To participate in the meeting, shareholders must register with the company no later than 15.00 the day that stated in the notice convening the meeting. This day may not be Sunday, another public holiday, Saturday, Midsummer's Eve, Christmas Eve or New Year's Eve and not earlier than the fifth everyday life before the meeting. The notification shall, where applicable, number of assistants (maximum two) stated.
9. Collection of proxies and postal voting
The Board may collect proxies in accordance with the procedure specified in Chapter 7. Section 4, second paragraph the Companies Act (2005: 551).

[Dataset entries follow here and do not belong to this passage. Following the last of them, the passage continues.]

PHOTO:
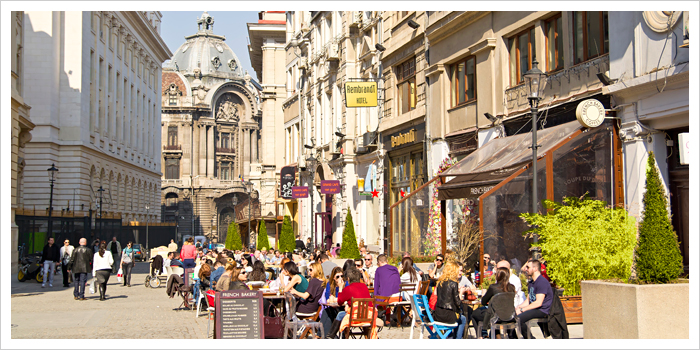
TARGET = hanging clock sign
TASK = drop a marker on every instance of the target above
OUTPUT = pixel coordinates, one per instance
(590, 113)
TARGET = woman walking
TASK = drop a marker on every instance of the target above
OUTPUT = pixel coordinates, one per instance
(102, 268)
(127, 263)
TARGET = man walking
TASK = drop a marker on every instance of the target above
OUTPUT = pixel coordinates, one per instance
(65, 252)
(540, 296)
(115, 248)
(80, 265)
(50, 259)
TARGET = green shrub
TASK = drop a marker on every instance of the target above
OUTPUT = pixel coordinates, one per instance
(583, 239)
(263, 242)
(349, 249)
(658, 257)
(286, 243)
(233, 238)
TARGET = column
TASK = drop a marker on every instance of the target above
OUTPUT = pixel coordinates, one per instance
(210, 152)
(246, 152)
(203, 150)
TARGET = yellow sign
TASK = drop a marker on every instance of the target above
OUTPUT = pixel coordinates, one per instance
(361, 94)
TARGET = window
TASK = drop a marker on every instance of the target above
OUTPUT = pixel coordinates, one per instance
(463, 81)
(521, 47)
(555, 45)
(172, 135)
(406, 85)
(172, 169)
(590, 35)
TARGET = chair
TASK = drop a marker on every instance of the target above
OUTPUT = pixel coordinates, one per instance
(292, 322)
(362, 316)
(504, 315)
(422, 312)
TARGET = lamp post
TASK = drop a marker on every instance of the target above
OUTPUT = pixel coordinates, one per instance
(52, 178)
(535, 80)
(101, 190)
(147, 208)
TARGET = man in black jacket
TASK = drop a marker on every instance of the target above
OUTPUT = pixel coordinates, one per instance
(50, 259)
(80, 263)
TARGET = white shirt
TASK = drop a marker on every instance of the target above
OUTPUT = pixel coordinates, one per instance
(102, 263)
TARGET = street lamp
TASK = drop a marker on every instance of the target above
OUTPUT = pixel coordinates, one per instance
(147, 208)
(535, 80)
(101, 190)
(52, 178)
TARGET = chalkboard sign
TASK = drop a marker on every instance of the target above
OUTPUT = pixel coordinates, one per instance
(239, 315)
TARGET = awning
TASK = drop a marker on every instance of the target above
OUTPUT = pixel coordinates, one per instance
(498, 159)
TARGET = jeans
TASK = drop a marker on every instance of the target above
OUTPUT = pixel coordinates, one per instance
(528, 315)
(126, 270)
(50, 269)
(79, 289)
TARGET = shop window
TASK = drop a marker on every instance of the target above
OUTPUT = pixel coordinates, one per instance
(463, 81)
(555, 45)
(406, 85)
(172, 169)
(521, 49)
(590, 35)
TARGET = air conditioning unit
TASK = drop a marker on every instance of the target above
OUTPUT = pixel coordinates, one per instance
(304, 63)
(333, 51)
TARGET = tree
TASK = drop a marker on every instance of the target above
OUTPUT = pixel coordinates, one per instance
(286, 243)
(658, 257)
(263, 242)
(233, 238)
(349, 249)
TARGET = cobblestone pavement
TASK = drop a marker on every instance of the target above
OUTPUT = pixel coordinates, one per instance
(129, 313)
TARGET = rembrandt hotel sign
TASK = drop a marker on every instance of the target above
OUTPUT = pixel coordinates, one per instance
(361, 94)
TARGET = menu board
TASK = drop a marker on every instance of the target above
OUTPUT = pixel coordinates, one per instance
(239, 315)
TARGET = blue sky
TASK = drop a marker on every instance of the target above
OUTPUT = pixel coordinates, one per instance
(231, 24)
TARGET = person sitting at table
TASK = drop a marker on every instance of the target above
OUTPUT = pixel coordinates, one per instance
(258, 273)
(310, 298)
(204, 274)
(448, 305)
(355, 289)
(296, 280)
(484, 314)
(387, 280)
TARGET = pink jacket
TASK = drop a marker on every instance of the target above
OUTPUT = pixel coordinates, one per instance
(188, 252)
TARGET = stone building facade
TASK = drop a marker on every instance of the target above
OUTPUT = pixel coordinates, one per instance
(211, 132)
(92, 80)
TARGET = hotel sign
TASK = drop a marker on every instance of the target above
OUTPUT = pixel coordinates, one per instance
(361, 94)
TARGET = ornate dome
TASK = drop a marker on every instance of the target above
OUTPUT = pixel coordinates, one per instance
(206, 51)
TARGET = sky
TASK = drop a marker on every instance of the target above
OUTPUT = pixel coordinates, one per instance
(231, 24)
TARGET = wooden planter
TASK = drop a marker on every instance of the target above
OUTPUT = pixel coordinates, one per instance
(572, 309)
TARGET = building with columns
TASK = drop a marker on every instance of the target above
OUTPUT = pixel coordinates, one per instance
(211, 123)
(92, 80)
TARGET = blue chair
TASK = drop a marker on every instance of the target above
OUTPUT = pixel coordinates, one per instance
(437, 330)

The Board may, prior to a Annual General Meeting, decide that the shareholders shall be able to exercise their voting rights per post before the Annual General Meeting.
9. Annual General Meeting
The Annual General Meeting is held annually within six months after the end of the financial year.
The following matters shall be present at the Annual General Meeting:
1. election of a chairman at the meeting;
2. drawing up and approving a ballot paper;
3. Selection of one or two protocol adjusters;
4. examination of whether the meeting has been duly convened;
5. approval of agenda;
6. presentation of the submitted annual report and auditor's report and, i where applicable, consolidated accounts and consolidated auditors' report;
(a) the adoption of the profit and loss account and balance sheet; and where applicable, consolidated income statement and consolidated balance sheet;
(b) on dispositions regarding the company's profit or loss under it approved balance sheet;
(c) on discharge from liability of Board members and the CEO;
8. determination of board and auditor fees;
9. determination of the number of board members as well as the number of auditors and any deputy auditors;
10. election of board members, auditors and any deputy auditors;
11. other matters that come before the meeting in accordance with the Swedish Companies Act or the Articles of Association.
10. Financial year
The company's financial year is 0101 - 1231.
11. Reconciliation reservation
The company's shares must be registered in a record register in accordance with the Act (1998: 1479) on the accounting of financial instruments.